Wide range of accessories
Breville doesn’t skimp when it comes to food processors; their Sous Chef is a powerhouse of sculpted luxury. A Breville rep told me the Paradise is basically a Sous Chef with an extra $200 worth of dicing attachment added, which I thought would be fine. But it turns out that this was a bit wishful thinking.
The Paradice seems like one of those products a serious home chef would buy for a milestone birthday, but in reality, the dicing feature (the reason you’d pay a few hundred dollars more for this model over the Sous Chef) is a total disappointment.
The Breville Paradise 16 arrived in a box large enough for me to fold it up and put it in. Inside the box are two large plastic storage boxes to hold all of the accessories; the website calls them “chef’s arsenal storage containers.” There is also a smaller 9-cup version, but if you’re short on storage or countertop space, this machine is definitely more capacity than you can handle.
But if you have the space, it comes with an amazing variety of attachments, all of which are durable, color-coded, and convenient.
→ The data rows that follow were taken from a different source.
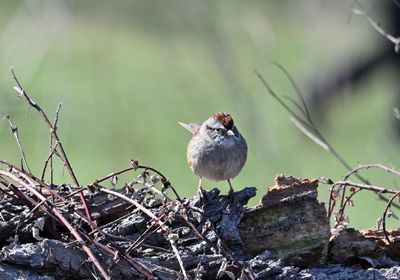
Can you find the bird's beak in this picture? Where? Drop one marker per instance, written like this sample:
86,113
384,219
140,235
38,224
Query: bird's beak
230,133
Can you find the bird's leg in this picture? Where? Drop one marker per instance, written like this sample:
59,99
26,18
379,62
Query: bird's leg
231,191
200,189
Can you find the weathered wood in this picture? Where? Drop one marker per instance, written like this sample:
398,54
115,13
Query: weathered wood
289,222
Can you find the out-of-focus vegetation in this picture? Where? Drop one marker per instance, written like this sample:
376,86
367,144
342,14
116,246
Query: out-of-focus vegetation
128,71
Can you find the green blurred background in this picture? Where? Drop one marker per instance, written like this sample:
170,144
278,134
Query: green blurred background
126,72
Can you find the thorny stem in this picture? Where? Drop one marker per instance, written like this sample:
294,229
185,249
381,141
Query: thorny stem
14,131
32,177
53,132
384,217
134,168
29,185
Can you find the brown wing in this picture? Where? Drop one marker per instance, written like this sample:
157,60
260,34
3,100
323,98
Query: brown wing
192,127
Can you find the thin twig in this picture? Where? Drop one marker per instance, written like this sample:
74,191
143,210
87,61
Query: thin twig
365,187
178,257
14,131
384,217
53,132
376,26
49,159
51,143
29,185
165,180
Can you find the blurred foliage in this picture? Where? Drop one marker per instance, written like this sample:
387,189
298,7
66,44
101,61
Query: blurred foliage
127,72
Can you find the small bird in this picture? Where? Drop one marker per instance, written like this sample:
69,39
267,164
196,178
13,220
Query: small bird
217,151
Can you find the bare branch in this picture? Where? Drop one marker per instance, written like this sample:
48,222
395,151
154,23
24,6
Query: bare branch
53,132
14,131
377,27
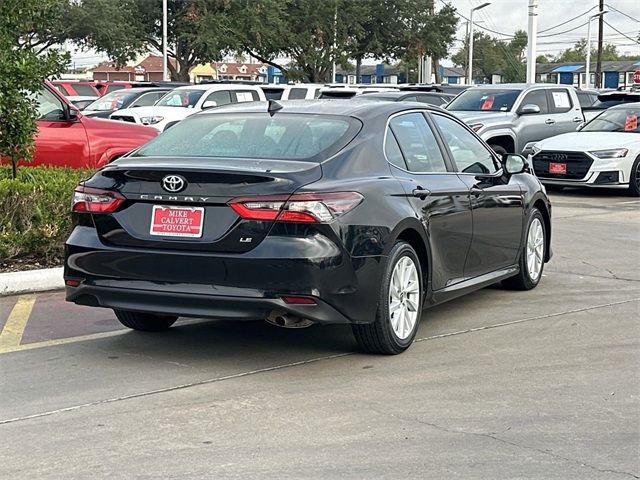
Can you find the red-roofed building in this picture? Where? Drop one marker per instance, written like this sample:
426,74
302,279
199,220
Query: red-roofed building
149,69
241,71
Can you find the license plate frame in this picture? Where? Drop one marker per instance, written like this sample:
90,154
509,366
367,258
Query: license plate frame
187,225
557,168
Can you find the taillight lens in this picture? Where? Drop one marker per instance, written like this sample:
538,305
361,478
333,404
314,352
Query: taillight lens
95,200
299,208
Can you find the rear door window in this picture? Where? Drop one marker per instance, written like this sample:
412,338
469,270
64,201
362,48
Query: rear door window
469,154
246,96
297,94
221,97
417,143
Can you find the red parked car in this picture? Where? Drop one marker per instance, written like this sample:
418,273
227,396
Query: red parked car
66,138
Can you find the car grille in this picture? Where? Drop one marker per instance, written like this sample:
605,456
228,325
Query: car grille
124,118
578,164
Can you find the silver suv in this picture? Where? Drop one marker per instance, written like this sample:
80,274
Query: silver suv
512,117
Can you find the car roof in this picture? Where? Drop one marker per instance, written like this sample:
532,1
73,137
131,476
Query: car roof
625,105
347,107
218,86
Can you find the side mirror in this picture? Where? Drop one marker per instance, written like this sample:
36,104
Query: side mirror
514,163
528,109
70,112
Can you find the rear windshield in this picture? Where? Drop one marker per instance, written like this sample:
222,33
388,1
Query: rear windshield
85,90
254,136
615,120
480,99
112,101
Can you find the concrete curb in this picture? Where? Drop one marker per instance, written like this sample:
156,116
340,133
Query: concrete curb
29,281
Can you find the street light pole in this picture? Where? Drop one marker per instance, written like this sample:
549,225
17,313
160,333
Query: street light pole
588,62
470,64
164,40
532,36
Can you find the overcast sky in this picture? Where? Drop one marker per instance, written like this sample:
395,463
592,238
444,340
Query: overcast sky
507,16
The non-dicing capabilities of this machine are impeccable. With a monster 1,450-watt motor and beautiful design, this machine is a food processor extravaganza with a minimalist aesthetic to the control panel. If you want to make pizza dough, peanut butter, or anything that makes lesser machines flinch and smell like melted electronics, the Paradise won’t budge.
The S-shaped chopper blade, plus the height-adjustable slicing disc, is a space-saving marvel of kitchen engineering that lets you adjust it to your desired thickness. The shredder attachment works fantastically, too. For smaller jobs, there’s also a mini chopper setup that fits perfectly in the main bowl. Nearly all parts are dishwasher safe. And because the Breville’s wall outlet has finger holes for easy unplugging, I keep it plugged in whenever I can.
Kiss of Death
Despite all this, what you’re spending more on is the dicing feature, and the Paradise doesn’t dice very well. Well, not very well, anyway. I had a ton of fun dishes I wanted to make: home fries, summer veggie lasagna, vichyssoise, minestrone. I dutifully tackled them all, but I learned everything I needed to know the first time I chopped an onion.
I peeled and quartered the leeks, checked to make sure they were set neatly in the chute, then leaned over the dicing device to watch. The machine chopped about two-thirds of the leeks and spread the remaining third evenly over the cutting grid before it got jammed. Breville seemed to have anticipated this, and the Paradise comes with a special tool for unclogging the grates, but it’s a strange, time-consuming workaround. In the end, I skipped this step and just pulled out the dicing grid, flipped it over, and slammed the halved ingredients onto the largest cutting board I could, finishing them off with a knife.